Nn.softmax and nn.softmax2d do not give sum to 1

falmasri · April 19, 2018, 8:26am

I tested both

giving an input x of size (1,1,s,s)

nn.softmax(X[0,0]) 
nn.softmax2d(x)

the sum of the array or the feature map in the first is 100 while in the second is 1000000

the maximum value is 1 but it seems like it doesn’t apply softmax on all the array items ensemble

ptrblck · April 19, 2018, 9:09am

Which PyTorch version are you using?
You should get a warning in 0.3.1, that the implicit dimension choice for softmax has been deprecated.
In your first example, the softmax is calculated in dim=1, so that softmax(x[0, 0]).sum(1) will return ones.

The second example calculates the softmax in the channels, i.e. also dim=1.
Since you just have one channel, all values will be ones.
Change it to x = Variable(torch.randn(1, 3, 10, 10)), which could be an output of a segmentation model.
Now, the channels will sum to one.

falmasri · April 19, 2018, 9:14am

yes I’m having that warning and I thought of this answer but I wanted to show the different output of the two functions using my case.

In the second function it should work, why in case of 1 channel it gives ones everywhere ? I don’t have three channels, I only have this as output (P,1,s,s) where I want to perform softmax on the one channel I have as feature map. P is my batch-size and s is image dimension

ptrblck · April 19, 2018, 9:18am

You need different output channels to apply softmax on them.
For example, if you would like to output a segmentation, where each channel stores the probabilities for one class, you would have [batch_size, n_class, w, h] as the output dimension.
Now you could call softmax on it and each pixel will have the probability belonging to the class corresponding to the channel, i.e. output[0, 0, ...] will give you a probability map of class one for every pixel.

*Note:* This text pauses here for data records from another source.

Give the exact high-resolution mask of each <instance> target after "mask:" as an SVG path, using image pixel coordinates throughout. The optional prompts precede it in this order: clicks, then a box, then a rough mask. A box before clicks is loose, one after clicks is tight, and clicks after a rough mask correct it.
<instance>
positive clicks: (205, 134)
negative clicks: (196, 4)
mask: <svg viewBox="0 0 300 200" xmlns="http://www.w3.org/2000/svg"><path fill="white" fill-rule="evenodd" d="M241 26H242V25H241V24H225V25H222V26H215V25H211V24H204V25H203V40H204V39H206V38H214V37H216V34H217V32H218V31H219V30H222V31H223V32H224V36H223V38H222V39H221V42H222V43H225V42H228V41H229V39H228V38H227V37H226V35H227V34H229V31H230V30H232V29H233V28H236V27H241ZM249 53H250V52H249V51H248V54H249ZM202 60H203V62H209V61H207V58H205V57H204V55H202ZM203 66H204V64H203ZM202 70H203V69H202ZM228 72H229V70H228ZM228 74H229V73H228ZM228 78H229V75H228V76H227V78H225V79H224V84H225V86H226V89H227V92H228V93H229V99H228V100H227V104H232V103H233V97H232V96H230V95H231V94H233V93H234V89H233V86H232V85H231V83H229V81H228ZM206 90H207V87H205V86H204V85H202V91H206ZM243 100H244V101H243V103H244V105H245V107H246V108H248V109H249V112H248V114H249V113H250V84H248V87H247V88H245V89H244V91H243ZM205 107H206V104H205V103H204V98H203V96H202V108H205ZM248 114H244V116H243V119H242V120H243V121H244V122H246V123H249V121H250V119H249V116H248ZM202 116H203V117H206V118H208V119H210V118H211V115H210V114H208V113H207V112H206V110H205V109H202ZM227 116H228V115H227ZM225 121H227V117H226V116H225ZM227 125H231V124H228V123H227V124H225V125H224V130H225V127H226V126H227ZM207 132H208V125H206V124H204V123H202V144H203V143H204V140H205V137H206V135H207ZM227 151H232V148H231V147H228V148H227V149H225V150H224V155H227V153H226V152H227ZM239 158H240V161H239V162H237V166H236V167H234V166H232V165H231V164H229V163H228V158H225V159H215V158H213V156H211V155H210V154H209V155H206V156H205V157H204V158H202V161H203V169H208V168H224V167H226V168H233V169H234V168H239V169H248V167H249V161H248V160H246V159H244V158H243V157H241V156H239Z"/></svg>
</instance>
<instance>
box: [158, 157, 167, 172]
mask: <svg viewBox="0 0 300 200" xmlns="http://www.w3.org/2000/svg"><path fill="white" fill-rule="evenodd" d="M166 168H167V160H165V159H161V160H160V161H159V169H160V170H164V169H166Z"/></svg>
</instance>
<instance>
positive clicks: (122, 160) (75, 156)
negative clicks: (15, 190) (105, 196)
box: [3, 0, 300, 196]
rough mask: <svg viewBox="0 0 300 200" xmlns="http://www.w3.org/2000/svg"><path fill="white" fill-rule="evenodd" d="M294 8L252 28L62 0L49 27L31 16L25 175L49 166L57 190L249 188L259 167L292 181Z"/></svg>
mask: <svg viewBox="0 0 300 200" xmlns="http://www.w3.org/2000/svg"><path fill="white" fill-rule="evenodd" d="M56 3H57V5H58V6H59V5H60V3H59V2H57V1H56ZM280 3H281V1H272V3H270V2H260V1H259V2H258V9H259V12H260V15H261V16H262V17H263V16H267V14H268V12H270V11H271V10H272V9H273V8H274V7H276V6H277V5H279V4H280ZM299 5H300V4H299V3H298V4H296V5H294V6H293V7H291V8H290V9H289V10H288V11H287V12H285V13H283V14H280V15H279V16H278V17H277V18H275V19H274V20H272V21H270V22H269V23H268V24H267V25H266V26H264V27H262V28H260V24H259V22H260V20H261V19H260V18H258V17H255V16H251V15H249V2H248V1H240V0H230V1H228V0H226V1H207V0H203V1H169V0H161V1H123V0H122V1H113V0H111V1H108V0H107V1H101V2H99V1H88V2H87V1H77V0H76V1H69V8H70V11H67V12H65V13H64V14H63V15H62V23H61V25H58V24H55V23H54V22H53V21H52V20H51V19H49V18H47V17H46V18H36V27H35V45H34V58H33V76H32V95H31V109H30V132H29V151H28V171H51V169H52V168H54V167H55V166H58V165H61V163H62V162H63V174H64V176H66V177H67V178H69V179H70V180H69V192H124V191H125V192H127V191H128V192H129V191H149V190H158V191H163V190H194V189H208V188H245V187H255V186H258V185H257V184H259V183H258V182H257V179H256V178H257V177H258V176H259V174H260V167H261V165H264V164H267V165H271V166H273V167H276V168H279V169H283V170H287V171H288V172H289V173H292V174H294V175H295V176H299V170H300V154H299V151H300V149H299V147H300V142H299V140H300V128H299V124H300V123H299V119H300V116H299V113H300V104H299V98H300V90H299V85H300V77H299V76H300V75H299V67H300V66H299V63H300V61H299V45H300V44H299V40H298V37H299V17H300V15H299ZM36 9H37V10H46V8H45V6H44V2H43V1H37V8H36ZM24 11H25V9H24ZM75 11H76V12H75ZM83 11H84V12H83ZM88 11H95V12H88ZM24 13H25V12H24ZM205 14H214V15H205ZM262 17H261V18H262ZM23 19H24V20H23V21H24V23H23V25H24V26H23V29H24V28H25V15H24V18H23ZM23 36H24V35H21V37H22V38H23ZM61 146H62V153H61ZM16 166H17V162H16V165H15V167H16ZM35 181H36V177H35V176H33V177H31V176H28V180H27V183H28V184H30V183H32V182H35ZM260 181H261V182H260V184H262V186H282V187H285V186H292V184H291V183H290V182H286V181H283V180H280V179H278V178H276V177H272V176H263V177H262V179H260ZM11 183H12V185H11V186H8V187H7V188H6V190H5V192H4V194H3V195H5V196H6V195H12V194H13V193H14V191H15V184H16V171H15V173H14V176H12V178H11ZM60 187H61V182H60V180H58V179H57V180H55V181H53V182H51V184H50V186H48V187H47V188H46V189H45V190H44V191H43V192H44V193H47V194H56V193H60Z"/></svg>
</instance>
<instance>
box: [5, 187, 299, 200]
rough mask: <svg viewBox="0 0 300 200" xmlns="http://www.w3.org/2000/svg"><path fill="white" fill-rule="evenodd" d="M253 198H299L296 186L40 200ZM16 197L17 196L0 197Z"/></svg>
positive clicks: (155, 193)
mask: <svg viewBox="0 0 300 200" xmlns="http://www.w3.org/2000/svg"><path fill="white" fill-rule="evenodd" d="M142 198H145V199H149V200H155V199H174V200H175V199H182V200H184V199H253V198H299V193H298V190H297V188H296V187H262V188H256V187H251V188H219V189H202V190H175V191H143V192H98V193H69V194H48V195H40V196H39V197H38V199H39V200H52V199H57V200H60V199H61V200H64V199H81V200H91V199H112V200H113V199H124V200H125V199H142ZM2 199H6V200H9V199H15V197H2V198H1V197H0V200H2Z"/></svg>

If you only have one output channel, it seems you have a binary classification task?
In this case you could use sigmoid functions.

falmasri · April 19, 2018, 9:21am

Actually, I’m not interested in channel normalization or class probability across channel. it is neither a question about classification. I’m doing post-processing on last feature map where I want to calculate the softmax of the entire matrix to have a normalized heatmap of the this channel.

the implementation in numpy is easy but I still would like to have it in pytorch running on GPU.

ptrblck · April 19, 2018, 11:05am

So you would like to calculate the softmax over all logits in the Tensor, such that the sum over all pixels returns one?
In this case, you could try the following:

x = Variable(torch.randn(1, 1, 10, 10))
softmax = nn.Softmax(dim=0)
y = softmax(x.view(-1)).view(1, 1, 10, 10)

If I misunderstood your question, could you post the numpy code so that I can have a look?

falmasri · April 19, 2018, 2:21pm

if I have only one input this way of factorizing the array works perfectly, but I might have (10,1,10,10).
by reversing the order again using .view(1,1,10,10), are all the values return to their origin place or I might have some displacement ?

ptrblck · April 19, 2018, 2:46pm

They will be returned to their original place.
Have a look at this example:

# Create input with 1s and 2s
x = Variable(torch.cat((torch.ones(1, 1, 10, 10), torch.ones(1, 1, 10, 10)*2), dim=0))
softmax = nn.Softmax(dim=0)
y = softmax(x.view(-1)).view(2, 1, 10, 10)
print(y)
y.sum()

Now, the whole Tensor is normalized, such that its sum is 1.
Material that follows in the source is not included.